L'Irlande, l'Espagne, la France et les Pays-Bas sont les seuls États membres à n'avoir pas encore intégré la directive NIS2 dans leur droit national.
L'Irlande est l'un des quatre pays déférés devant la plus haute juridiction de l'Union européenne pour avoir omis d'adopter des directives sur la cybersécurité. La décision de la Commission européenne intervient alors que l'Irlande entame sa présidence tournante de six mois à la tête du Conseil de l'UE.
La directive sur la sécurité des réseaux et de l'information 2 (NIS2) est entrée en vigueur en janvier 2023 et fixe des normes de sécurité élevées dans 18 secteurs critiques, dont la santé, l'énergie, les transports et le secteur public, obligeant les organisations à mettre en œuvre des mesures de sécurité appropriées et à signaler tout incident pertinent aux autorités.
Toutefois, les directives doivent être intégrées dans la législation nationale des États membres de l'UE avant d'entrer en vigueur. Les États membres avaient jusqu'en octobre 2024 pour procéder à la transposition.
Mais fin novembre 2024, 23 États membres, dont le Danemark, l’Allemagne, la Finlande et la Suède, n’avaient pas encore transposé la directive, alors qu’en mai 2025, 19 ne l’avaient toujours pas fait.
Dans sa saisine hier (8 juillet), qui inclut également l'Espagne, la France et les Pays-Bas, la Commission a demandé à la Cour de justice de l'Union européenne d'imposer des sanctions financières aux États membres contrevenants, consistant en une somme forfaitaire et des amendes journalières jusqu'à ce que NIS2 soit intégré dans la législation nationale.

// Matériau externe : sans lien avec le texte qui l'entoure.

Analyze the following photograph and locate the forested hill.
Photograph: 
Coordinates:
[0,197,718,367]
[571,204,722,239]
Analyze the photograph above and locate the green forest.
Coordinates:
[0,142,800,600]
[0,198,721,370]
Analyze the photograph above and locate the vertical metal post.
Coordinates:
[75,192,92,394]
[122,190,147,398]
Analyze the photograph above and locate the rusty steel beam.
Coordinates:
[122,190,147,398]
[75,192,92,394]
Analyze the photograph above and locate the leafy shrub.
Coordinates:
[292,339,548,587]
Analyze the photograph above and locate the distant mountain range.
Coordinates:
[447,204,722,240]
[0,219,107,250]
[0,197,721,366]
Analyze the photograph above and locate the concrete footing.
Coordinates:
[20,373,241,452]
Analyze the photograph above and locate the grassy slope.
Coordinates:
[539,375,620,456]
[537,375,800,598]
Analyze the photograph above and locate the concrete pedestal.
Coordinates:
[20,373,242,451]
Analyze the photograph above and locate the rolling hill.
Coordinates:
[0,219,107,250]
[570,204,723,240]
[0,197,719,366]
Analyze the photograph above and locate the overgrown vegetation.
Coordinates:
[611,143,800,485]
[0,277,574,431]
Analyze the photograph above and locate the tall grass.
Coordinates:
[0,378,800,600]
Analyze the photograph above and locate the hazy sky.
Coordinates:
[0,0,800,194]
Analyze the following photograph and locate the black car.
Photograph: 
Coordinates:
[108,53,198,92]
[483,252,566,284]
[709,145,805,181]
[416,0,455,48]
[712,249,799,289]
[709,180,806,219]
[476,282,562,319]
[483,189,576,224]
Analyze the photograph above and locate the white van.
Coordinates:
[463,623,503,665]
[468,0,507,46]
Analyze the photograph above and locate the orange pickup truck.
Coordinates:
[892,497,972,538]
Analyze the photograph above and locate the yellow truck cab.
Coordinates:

Le paysage des menaces de cybersécurité évolue rapidement, car les nouvelles technologies telles que l’IA fournissent aux acteurs malveillants des outils avancés pour commettre des attaques de phishing, des escroqueries et des effractions dans les infrastructures, tandis que les violations sont sous-estimées en Irlande, selon un récent rapport du Compliance Institute.
« Même si l'Irlande n'est pas la seule à avoir raté la date limite, ce n'est pas un bon début pour l'Irlande dans notre présidence du Conseil de l'Union européenne », a déclaré David Kirton, associé de Dentons.
« Le gouvernement a cité la compétitivité et la sécurité comme deux de ses trois piliers clés pour la présidence, donc la mise en œuvre de cette législation serait un symbole fort de cet engagement. »
Le gouvernement a publié un schéma général du projet de loi national sur la cybersécurité en août 2024, ainsi qu'une stratégie nationale en matière de numérique et d'IA en février, dans lesquels il s'est engagé à « donner la priorité à la législation pour mettre en œuvre la directive européenne NIS2 », mais n'a pas fourni de calendrier.
Le projet de loi reste en cours d'examen pré-législatif et ne devrait être soumis à l'Oireachtas qu'en septembre au plus tôt.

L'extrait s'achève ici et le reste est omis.